最好的解决方案是使用 Java 提供的开箱即用的哈希值。如果发生大量冲突,最好在哈希中使用较低的负载因子。这会增加桶的数量,并减少发生冲突的可能性。
So I see two things going on here
At first blush, it looks like both of these are a good way to reduce hash collisions. However, on closer inspection, both of these fall into real algorithmic trouble.
Combining two hashes
Hashing algorithms are designed to be fairly well distributed across the integer spectrum. Just like how adding two random numbers together doesn't give you anything more randomer, adding two hashes together doesn't get you something more distributed. In fact, adding two idential distributions together will ALWAYS give you something less evenly distributed. Thus any kind of double hashing strategy, using the same underlying algorithm, is worse than a single hashing strategy.
Trying a new spot
It's tempting to try an algorithm that tries a new hash if the first one collides. However, this causes problems with the retrieval part of the algorithm.

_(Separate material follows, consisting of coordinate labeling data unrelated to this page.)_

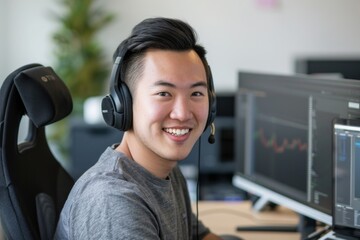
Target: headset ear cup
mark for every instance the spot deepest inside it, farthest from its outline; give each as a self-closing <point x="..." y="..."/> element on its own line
<point x="107" y="110"/>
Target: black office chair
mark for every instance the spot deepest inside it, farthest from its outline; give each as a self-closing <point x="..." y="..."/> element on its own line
<point x="33" y="185"/>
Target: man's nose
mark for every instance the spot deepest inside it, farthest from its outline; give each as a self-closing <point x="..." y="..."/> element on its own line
<point x="181" y="109"/>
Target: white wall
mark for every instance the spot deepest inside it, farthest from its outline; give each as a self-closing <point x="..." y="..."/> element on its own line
<point x="238" y="34"/>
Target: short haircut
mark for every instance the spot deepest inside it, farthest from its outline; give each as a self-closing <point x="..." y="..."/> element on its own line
<point x="155" y="33"/>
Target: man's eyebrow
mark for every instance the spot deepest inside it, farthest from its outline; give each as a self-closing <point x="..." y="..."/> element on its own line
<point x="168" y="84"/>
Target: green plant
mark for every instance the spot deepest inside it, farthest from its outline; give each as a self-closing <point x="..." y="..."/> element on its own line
<point x="80" y="60"/>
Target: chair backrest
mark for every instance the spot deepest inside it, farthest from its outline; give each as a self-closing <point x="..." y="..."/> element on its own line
<point x="33" y="184"/>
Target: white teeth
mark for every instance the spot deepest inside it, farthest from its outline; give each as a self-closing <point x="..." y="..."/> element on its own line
<point x="177" y="132"/>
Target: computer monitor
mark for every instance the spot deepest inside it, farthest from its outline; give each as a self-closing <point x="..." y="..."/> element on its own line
<point x="283" y="138"/>
<point x="332" y="66"/>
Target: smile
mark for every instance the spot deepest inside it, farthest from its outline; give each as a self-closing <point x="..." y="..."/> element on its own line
<point x="176" y="132"/>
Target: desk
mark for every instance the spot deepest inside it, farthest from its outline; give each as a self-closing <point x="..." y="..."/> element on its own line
<point x="224" y="217"/>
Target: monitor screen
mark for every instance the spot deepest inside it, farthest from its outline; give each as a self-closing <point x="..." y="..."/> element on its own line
<point x="341" y="66"/>
<point x="283" y="133"/>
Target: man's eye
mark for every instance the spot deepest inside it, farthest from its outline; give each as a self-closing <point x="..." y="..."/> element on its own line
<point x="198" y="94"/>
<point x="163" y="94"/>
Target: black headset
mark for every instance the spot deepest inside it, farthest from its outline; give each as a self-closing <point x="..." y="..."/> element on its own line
<point x="116" y="107"/>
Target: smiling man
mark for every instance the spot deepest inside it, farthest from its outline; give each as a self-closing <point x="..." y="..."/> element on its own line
<point x="162" y="97"/>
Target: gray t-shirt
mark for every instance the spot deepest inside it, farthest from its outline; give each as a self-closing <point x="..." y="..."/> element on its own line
<point x="119" y="199"/>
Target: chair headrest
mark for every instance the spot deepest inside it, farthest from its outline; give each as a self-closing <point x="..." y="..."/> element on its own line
<point x="44" y="95"/>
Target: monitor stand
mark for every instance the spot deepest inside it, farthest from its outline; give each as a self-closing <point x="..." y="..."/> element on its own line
<point x="305" y="227"/>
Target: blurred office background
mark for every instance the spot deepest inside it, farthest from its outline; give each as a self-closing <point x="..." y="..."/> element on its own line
<point x="251" y="35"/>
<point x="259" y="35"/>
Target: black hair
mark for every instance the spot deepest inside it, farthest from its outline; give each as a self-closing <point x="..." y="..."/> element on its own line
<point x="156" y="33"/>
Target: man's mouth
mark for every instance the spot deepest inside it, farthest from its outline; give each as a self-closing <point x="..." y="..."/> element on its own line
<point x="176" y="131"/>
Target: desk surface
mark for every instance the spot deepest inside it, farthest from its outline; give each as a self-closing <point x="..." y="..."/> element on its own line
<point x="224" y="217"/>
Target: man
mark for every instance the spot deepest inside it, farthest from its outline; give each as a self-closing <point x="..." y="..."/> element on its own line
<point x="162" y="97"/>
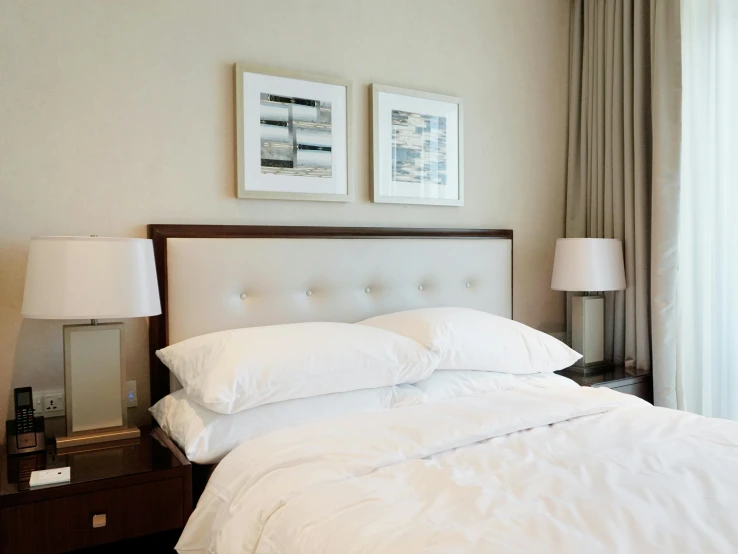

When you put something in the hash, and it bumps to the another spot. Then when you go to retrieve the value, it's not there. Worse yet, whether or not you even find it depends on if the first element is still there or not. If it's been removed, then it's impossible to tell if item you're looking for is further along, or if it just isn't there. Ultimately a .contains test would have to go through all 200 iterations before it could be sure that the hash it's looking for isn't there.
The best solution is to use the out of the box hash provided by Java. If you're getting a lot of collisions, the best thing to use a lower load factor in the hash. This increases the number of buckets, and causes collisions to be less likely.